Keine Frage also, die Wiederbelebung des Ostjudentums geht voran. Trotzdem bleibt zumindest innerjüdisch umstritten, ob sie überhaupt erstrebenswert ist.



Vorsichtiger Optimismus

Allenthalben, so scheint es, weicht die Friedhofsruhe einem vorsichtigen Optimismus. »Wir erleben einen Durchbruch«, strahlt Fero Alexander, hauptberuflich Mathematikprofessor an der Technischen Hochschule Bratislava und nebenbei Vorsitzender der Union jüdischer Gemeinden in der Slowakei. »Wir beginnen über die Zukunft zu reden, wir reden nicht mehr ausschließlich über die Vergangenheit.«

Problemlos oder gar idyllisch geht das jüdische Revival allerdings nicht vonstatten. Sein Ausgang ist vorerst ungewiß. Derselbe Fero Alexander, der den »Durchbruch« bejubelt, formuliert im selben Atemzug, daß er nicht zu prophezeien wage, »wie es mit den zirka 3000 slowakischen Juden weitergehen wird«. Als Beispiel nennt er seine beiden erwachsenen Söhne, »die zwei lernen jetzt Hebräisch, Englisch und Französisch - vielleicht denken sie an eine Zukunft anderswo.«

Im Jahr Acht nach der Wende präsentiert sich die ehemals klar profilierte Welt des osteuropäischen Judentums noch immer als ziemlich diffuse terra incognita. Präzise statistische Erhebungen fehlen. Verbürgt dürfte lediglich sein, daß 1945 am Ende des Hitlerschen Wahnsinns von den ursprünglich fünf Millionen Juden (ohne UdSSR) nur noch rund 730.000 an Ort und Stelle lebten. Wieviele es anno 1997 sind, nach teils freiwilligen, teils erzwungenen Auswanderungswellen, weiß offenkundig niemand.

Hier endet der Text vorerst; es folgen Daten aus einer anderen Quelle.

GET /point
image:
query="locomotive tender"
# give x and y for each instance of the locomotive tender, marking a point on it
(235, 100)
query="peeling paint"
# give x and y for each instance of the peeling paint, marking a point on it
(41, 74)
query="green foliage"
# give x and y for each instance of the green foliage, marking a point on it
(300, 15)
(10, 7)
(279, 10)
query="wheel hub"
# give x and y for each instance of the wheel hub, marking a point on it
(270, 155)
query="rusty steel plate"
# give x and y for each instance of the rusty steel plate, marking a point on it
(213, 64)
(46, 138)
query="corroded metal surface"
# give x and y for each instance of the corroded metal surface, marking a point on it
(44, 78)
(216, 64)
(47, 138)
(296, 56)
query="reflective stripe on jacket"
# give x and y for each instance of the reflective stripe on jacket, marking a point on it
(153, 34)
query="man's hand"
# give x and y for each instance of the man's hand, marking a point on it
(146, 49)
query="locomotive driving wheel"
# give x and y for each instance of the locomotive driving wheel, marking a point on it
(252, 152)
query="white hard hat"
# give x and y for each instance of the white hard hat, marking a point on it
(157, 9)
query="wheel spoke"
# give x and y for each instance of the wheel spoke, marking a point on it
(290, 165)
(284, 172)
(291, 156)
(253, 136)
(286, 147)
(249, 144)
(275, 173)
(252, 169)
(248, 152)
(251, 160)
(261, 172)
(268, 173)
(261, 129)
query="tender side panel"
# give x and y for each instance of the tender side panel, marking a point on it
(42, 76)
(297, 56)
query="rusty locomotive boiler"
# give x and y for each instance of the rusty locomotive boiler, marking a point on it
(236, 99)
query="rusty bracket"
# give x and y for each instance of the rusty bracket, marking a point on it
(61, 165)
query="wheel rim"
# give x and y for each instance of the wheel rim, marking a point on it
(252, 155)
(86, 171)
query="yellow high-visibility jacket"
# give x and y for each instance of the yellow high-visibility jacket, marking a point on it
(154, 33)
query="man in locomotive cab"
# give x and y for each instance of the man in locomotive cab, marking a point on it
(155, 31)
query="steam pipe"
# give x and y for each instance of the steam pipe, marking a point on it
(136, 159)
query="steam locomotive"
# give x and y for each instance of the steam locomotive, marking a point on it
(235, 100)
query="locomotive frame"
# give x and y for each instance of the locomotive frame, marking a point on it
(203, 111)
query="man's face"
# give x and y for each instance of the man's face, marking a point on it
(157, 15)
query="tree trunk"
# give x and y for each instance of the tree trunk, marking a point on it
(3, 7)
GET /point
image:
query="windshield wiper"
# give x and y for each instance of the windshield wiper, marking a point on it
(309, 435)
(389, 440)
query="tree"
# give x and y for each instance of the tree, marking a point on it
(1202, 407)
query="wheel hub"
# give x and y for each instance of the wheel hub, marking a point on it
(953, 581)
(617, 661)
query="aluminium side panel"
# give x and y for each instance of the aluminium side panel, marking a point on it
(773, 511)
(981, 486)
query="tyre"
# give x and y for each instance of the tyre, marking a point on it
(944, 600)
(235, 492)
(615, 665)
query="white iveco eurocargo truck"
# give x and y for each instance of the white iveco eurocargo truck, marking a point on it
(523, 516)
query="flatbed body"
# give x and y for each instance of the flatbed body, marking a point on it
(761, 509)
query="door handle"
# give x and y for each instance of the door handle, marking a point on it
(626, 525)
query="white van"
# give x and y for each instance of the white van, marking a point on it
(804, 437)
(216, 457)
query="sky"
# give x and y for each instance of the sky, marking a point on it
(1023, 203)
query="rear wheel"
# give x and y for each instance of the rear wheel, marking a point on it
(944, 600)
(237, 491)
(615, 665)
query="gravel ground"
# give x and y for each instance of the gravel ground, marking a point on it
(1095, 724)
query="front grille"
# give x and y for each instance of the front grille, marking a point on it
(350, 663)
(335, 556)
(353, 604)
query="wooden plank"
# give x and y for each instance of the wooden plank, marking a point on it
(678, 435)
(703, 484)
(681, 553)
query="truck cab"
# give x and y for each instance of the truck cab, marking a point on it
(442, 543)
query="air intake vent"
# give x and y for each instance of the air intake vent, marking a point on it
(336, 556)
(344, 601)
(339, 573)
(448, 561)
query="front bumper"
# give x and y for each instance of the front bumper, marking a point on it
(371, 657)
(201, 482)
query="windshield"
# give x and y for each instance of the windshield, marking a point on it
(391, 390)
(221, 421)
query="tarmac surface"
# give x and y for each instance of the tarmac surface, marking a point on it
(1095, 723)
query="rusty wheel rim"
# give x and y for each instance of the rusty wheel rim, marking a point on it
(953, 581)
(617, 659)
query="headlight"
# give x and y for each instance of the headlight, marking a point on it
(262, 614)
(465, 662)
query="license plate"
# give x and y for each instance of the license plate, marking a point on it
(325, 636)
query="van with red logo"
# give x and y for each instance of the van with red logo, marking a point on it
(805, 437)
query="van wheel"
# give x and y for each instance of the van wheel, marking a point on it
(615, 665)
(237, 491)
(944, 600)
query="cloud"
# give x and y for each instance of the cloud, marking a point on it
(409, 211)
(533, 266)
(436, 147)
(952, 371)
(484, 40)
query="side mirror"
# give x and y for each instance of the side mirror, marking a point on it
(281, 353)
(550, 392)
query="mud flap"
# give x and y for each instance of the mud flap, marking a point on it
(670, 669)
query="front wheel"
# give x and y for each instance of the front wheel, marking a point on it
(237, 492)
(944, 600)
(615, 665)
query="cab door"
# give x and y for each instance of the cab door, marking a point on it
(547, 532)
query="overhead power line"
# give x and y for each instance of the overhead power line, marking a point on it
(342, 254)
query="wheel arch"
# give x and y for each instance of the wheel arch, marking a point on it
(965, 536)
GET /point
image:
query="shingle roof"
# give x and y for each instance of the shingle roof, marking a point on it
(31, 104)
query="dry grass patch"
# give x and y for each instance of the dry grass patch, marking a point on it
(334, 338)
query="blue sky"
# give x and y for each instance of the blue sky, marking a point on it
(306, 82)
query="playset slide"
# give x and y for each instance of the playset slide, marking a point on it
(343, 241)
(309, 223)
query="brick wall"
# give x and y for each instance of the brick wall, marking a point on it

Wirklich nur 155.000, wie immer wieder zu lesen ist? Oder doch wesentlich mehr? Die privaten bis halboffiziellen Schätzungen aus den genannten sechs Staaten widersprechen einander, differieren oft ums Fünffache, so etwa in Polen: Jüdische Organisationen sprechen von 7000 bis 8000 polnischen Juden - soviele nämlich stehen in den Mitgliederlisten. Anderen Angaben zufolge bekunden rund 15.000 Bürger Polens »ein aktives Interesse an der Festigung ihrer jüdischen Zugehörigkeit«. Aus wieder anderen Quellen verlautet, daß gar 40.000 Polen jüdische Vorfahren besitzen, oft ohne darüber zu reden, ja ohne es zu wissen. »Jude zu sein wurde hierzulande oft als hinderliche Hypothek empfunden«, gibt der Warschauer Lehrer Pjotr Kowalik zu bedenken. Er selbst habe erst am Sterbebett seiner Mutter die Wahrheit erfahren.

Undogmatische Erziehung

Auch Ronald S. Lauder befürchtet, daß »die Angst der Alten nur schwer auflösbar« sei. Deshalb setzt er seine Hoffnungen vorrangig auf die weniger belastete Jugend. Ihr versucht er das Abenteuer der jüdischen Spurensicherung zu vermitteln, die Freude an jüdischer Spiritualität einzuimpfen.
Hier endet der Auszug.